Je sais, je m'attendris facilement devant des cas particuliers et pas forcément quand il faudrait. Mais bon… Je vous la raconte quand même.
C'était boulevard Haussmann, à Paris. Un vendeur de ballons à l'hélium, de toutes formes et toutes couleurs arpente le pavé.
Une petite fille, dans les 5 ans, en voudrait un.
5 euros.
Enorme pour ce que c'est.
Presque 1 heure de travail pour un smicard.
Elle supplie sa maman. Qui ne veut pas. Puis finit par céder (comme quoi les mômes ont raison d'insister !).

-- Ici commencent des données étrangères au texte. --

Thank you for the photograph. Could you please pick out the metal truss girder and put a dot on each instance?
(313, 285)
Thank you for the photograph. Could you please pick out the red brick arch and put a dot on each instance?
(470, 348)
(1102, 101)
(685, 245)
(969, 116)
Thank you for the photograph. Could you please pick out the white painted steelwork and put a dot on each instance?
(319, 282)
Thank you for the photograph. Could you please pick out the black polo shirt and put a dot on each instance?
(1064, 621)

La petite fille, l'œil brillant de joie, choisit un lapin argenté. Il a un air jovial, comme elle. Sa maman paye. Le vendeur donne le ballon à la fillette. Elle a des gants, elle est maladroite.
Et oui.
Vous avez deviné.
Elle lâche le ballon. Elle l'a possédé 3 secondes, et il s'est envolé. Il monte, il monte, il disparaît dans le ciel.
La petite fille est pétrifiée. De grosses larmes coulent sur ses joues. Le vendeur ne bouge pas d'un poil, il s'en fout, il espère même en vendre un deuxième. La maman s'éloigne avec sa fille, désolée.
Petite tranche de vie.
C'est bête, dérisoire, grotesque face aux malheurs du monde, mais je n'ai pas pu m'en empêcher…
Une petite larme roule sur ma joue quand je m'engouffre dans le métro.